Permettez-moi de donner des exemples concrets. En août, mon équipe et moi avons visité des entreprises agricoles de la vallée d’Annapolis, en Nouvelle-Écosse. Une de ces entreprises est dirigée par Luke teStroete, un producteur de poulet de troisième génération. Ses installations de dernier cri sont vraiment impressionnantes. Il a mis des mesures en place pour maximiser la santé des animaux, lutter contre la grippe aviaire et réduire la consommation d’énergie. Il y a de l’éclairage et de la ventilation spécialisés, des camions éconergétiques et un système de gestion de la ferme entièrement informatisé.

Cependant, le prochain investissement d’envergure que M. teStroete entend faire pour la production d’énergie solaire est retardé en raison des limites imposées par la Nouvelle-Écosse en matière de revente d’électricité au réseau. Cet investissement lui permettrait de réduire sa consommation de propane, la seule option à l’heure actuelle pour son exploitation. Il demande avec insistance que les tarifs de rachat garanti soient modifiés afin qu’il puisse faire cet investissement novateur bénéfique pour l’environnement qu’on l’empêche de faire.

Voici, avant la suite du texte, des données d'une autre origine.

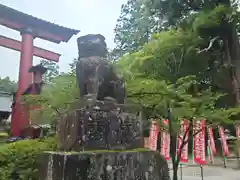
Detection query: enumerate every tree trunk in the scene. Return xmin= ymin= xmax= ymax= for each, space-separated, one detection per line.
xmin=226 ymin=22 xmax=240 ymax=107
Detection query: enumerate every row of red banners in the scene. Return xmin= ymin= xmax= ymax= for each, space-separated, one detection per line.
xmin=145 ymin=120 xmax=240 ymax=165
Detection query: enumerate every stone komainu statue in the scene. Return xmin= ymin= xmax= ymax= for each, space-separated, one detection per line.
xmin=76 ymin=34 xmax=125 ymax=104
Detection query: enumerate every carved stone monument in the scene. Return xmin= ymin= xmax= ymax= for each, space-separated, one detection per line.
xmin=40 ymin=34 xmax=169 ymax=180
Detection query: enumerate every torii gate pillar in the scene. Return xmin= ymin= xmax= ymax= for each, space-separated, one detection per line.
xmin=11 ymin=28 xmax=34 ymax=136
xmin=0 ymin=4 xmax=79 ymax=136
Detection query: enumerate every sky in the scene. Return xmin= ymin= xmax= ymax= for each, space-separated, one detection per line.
xmin=0 ymin=0 xmax=127 ymax=81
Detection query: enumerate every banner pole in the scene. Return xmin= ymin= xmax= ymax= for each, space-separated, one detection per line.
xmin=180 ymin=164 xmax=183 ymax=180
xmin=223 ymin=156 xmax=227 ymax=168
xmin=200 ymin=165 xmax=203 ymax=180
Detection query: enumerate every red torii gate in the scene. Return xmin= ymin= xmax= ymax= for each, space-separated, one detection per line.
xmin=0 ymin=4 xmax=79 ymax=136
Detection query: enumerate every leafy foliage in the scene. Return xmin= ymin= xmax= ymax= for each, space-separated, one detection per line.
xmin=40 ymin=59 xmax=59 ymax=83
xmin=0 ymin=77 xmax=17 ymax=92
xmin=23 ymin=74 xmax=79 ymax=124
xmin=0 ymin=139 xmax=56 ymax=180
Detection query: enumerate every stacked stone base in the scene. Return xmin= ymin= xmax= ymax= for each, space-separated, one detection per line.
xmin=40 ymin=149 xmax=169 ymax=180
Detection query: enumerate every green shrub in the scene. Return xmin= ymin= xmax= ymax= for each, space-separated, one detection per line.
xmin=0 ymin=138 xmax=56 ymax=180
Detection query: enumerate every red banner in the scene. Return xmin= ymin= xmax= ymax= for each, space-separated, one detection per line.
xmin=148 ymin=121 xmax=159 ymax=151
xmin=218 ymin=126 xmax=229 ymax=157
xmin=161 ymin=120 xmax=170 ymax=160
xmin=144 ymin=137 xmax=149 ymax=148
xmin=236 ymin=125 xmax=240 ymax=138
xmin=193 ymin=120 xmax=206 ymax=165
xmin=208 ymin=127 xmax=217 ymax=155
xmin=177 ymin=120 xmax=189 ymax=162
xmin=207 ymin=140 xmax=213 ymax=163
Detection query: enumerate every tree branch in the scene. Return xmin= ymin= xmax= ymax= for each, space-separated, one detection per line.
xmin=197 ymin=36 xmax=219 ymax=54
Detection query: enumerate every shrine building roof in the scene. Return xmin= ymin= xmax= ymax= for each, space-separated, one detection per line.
xmin=0 ymin=4 xmax=80 ymax=43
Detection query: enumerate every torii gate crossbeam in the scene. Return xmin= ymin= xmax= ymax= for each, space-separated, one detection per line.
xmin=0 ymin=4 xmax=79 ymax=136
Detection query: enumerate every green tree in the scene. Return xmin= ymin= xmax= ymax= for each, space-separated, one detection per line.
xmin=23 ymin=74 xmax=79 ymax=127
xmin=0 ymin=77 xmax=17 ymax=92
xmin=40 ymin=59 xmax=59 ymax=83
xmin=113 ymin=0 xmax=161 ymax=57
xmin=127 ymin=73 xmax=240 ymax=180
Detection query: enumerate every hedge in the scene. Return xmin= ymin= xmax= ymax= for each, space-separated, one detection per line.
xmin=0 ymin=138 xmax=56 ymax=180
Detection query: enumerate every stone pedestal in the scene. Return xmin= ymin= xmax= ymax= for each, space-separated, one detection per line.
xmin=58 ymin=101 xmax=144 ymax=151
xmin=40 ymin=149 xmax=169 ymax=180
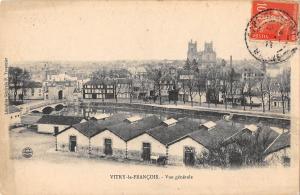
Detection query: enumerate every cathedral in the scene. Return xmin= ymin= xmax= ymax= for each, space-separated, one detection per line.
xmin=187 ymin=40 xmax=217 ymax=67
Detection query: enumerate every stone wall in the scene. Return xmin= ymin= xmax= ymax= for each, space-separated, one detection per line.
xmin=91 ymin=147 xmax=126 ymax=158
xmin=81 ymin=101 xmax=290 ymax=126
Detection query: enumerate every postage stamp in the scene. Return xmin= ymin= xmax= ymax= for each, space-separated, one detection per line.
xmin=245 ymin=1 xmax=299 ymax=64
xmin=250 ymin=1 xmax=298 ymax=41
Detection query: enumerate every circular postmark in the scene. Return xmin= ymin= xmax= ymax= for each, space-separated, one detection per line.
xmin=22 ymin=147 xmax=33 ymax=158
xmin=244 ymin=9 xmax=298 ymax=64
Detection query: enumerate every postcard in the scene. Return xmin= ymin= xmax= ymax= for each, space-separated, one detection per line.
xmin=0 ymin=0 xmax=300 ymax=195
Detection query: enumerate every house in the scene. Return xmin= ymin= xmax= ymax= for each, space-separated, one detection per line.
xmin=264 ymin=131 xmax=291 ymax=166
xmin=37 ymin=115 xmax=86 ymax=134
xmin=90 ymin=113 xmax=110 ymax=120
xmin=168 ymin=129 xmax=213 ymax=165
xmin=102 ymin=116 xmax=162 ymax=160
xmin=44 ymin=81 xmax=76 ymax=100
xmin=55 ymin=114 xmax=127 ymax=155
xmin=9 ymin=81 xmax=44 ymax=100
xmin=83 ymin=79 xmax=115 ymax=99
xmin=168 ymin=121 xmax=212 ymax=166
xmin=200 ymin=119 xmax=244 ymax=144
xmin=7 ymin=105 xmax=21 ymax=125
xmin=127 ymin=118 xmax=202 ymax=163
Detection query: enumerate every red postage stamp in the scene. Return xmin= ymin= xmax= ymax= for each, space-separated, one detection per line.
xmin=250 ymin=1 xmax=298 ymax=42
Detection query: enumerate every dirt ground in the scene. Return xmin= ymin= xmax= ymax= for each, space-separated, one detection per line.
xmin=10 ymin=128 xmax=297 ymax=195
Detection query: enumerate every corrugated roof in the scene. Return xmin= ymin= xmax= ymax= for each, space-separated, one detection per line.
xmin=188 ymin=129 xmax=215 ymax=149
xmin=147 ymin=118 xmax=199 ymax=145
xmin=264 ymin=132 xmax=291 ymax=155
xmin=58 ymin=114 xmax=127 ymax=137
xmin=201 ymin=121 xmax=216 ymax=129
xmin=91 ymin=113 xmax=110 ymax=120
xmin=245 ymin=124 xmax=258 ymax=132
xmin=126 ymin=115 xmax=142 ymax=123
xmin=208 ymin=120 xmax=244 ymax=142
xmin=37 ymin=115 xmax=83 ymax=125
xmin=163 ymin=118 xmax=178 ymax=126
xmin=107 ymin=116 xmax=162 ymax=141
xmin=8 ymin=105 xmax=21 ymax=114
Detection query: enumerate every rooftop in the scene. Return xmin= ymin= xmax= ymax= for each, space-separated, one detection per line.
xmin=126 ymin=116 xmax=142 ymax=123
xmin=37 ymin=115 xmax=84 ymax=125
xmin=91 ymin=113 xmax=110 ymax=120
xmin=264 ymin=132 xmax=291 ymax=155
xmin=107 ymin=116 xmax=162 ymax=141
xmin=147 ymin=118 xmax=199 ymax=145
xmin=208 ymin=120 xmax=244 ymax=142
xmin=58 ymin=114 xmax=127 ymax=137
xmin=163 ymin=118 xmax=178 ymax=126
xmin=8 ymin=105 xmax=21 ymax=114
xmin=200 ymin=121 xmax=216 ymax=129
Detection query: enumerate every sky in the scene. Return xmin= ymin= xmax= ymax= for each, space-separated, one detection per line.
xmin=0 ymin=1 xmax=252 ymax=61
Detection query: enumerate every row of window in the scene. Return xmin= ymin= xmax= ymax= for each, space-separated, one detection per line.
xmin=84 ymin=89 xmax=114 ymax=93
xmin=85 ymin=85 xmax=114 ymax=88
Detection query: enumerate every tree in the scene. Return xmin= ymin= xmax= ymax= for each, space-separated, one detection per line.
xmin=237 ymin=80 xmax=246 ymax=110
xmin=264 ymin=76 xmax=274 ymax=111
xmin=186 ymin=71 xmax=196 ymax=106
xmin=146 ymin=66 xmax=165 ymax=104
xmin=195 ymin=68 xmax=207 ymax=106
xmin=21 ymin=69 xmax=31 ymax=101
xmin=220 ymin=71 xmax=230 ymax=109
xmin=276 ymin=68 xmax=291 ymax=114
xmin=8 ymin=67 xmax=30 ymax=102
xmin=246 ymin=77 xmax=257 ymax=109
xmin=258 ymin=77 xmax=265 ymax=112
xmin=206 ymin=67 xmax=220 ymax=107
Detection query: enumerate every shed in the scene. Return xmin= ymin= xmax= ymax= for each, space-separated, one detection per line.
xmin=7 ymin=105 xmax=21 ymax=125
xmin=55 ymin=114 xmax=127 ymax=154
xmin=264 ymin=132 xmax=291 ymax=166
xmin=102 ymin=116 xmax=162 ymax=160
xmin=36 ymin=115 xmax=86 ymax=133
xmin=136 ymin=118 xmax=199 ymax=164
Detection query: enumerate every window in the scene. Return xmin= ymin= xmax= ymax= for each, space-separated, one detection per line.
xmin=104 ymin=139 xmax=112 ymax=155
xmin=54 ymin=126 xmax=59 ymax=134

Je pose de nouveau la question : comment pouvons-nous justifier que les agriculteurs soient pénalisés pour des émissions qu’ils cherchent déjà à réduire alors que nous ne créons pas les conditions pour leur permettre de faire des investissements écologiques novateurs à la ferme?

Plutôt que d’amender le projet de loi C-234, trouvons une façon d’établir un système réglementaire agile dans les différents ordres de gouvernement qui, au lieu d’empêcher la mise en œuvre de technologies abordables existantes permettant de réduire les émissions de carbone et les coûts des exploitations agricoles, agira comme moteur de cette mise en œuvre. Nous ne pouvons pas laisser les agriculteurs du pays comme Luke continuer de payer des frais plus élevés sans soutien.

Chers collègues, alors que nous nous demandons comment relever le défi important que posent les besoins croissants en matière de sécurité alimentaire, il sera important de ne pas oublier d’aider les agriculteurs à innover, en utilisant la carotte au lieu du bâton.

Selon l’Arrell Food Institute de l’Université de Guelph, si la population continue d’augmenter à son rythme actuel, notre espèce devra fournir plus de nourriture au cours des 35 prochaines années qu’au cours des 10 000 dernières années combinées. Il s’agit d’un défi effrayant, surtout quand nous considérons à quel point nous tenons nos agriculteurs pour acquis et à quel rythme on cultive pour la dernière fois les terres agricoles les plus productives. En Ontario, par exemple, on perd tous les jours 300 acres des terres agricoles les plus productives au profit de la construction effrénée de maisons, de centres commerciaux et de routes. Cette situation est extrêmement alarmante.

J’aimerais vous faire part d’une dernière réflexion avant de conclure. Vous vous souvenez peut-être du débat sur le projet de loi C-208 qui a eu lieu en juin 2021 au cours de la 43e législature. Il s’agissait d’une loi modifiant la Loi de l’impôt sur le revenu afin de permettre le transfert intergénérationnel équitable d’une petite entreprise ou d’une société agricole ou de pêche familiale.

Après un long débat, nous avons choisi de ne pas amender ce projet de loi qui, à l’instar du projet de loi C-234, avait obtenu l’appui de tous les partis à la Chambre des communes. Le ministère des Finances du Canada nous avait prévenus que le fait d’assurer l’équité des transferts intergénérationnels d’exploitations agricoles, d’entreprises de pêche ou de petites entreprises déclencherait une vague d’évasion fiscale et coûterait des milliards de dollars.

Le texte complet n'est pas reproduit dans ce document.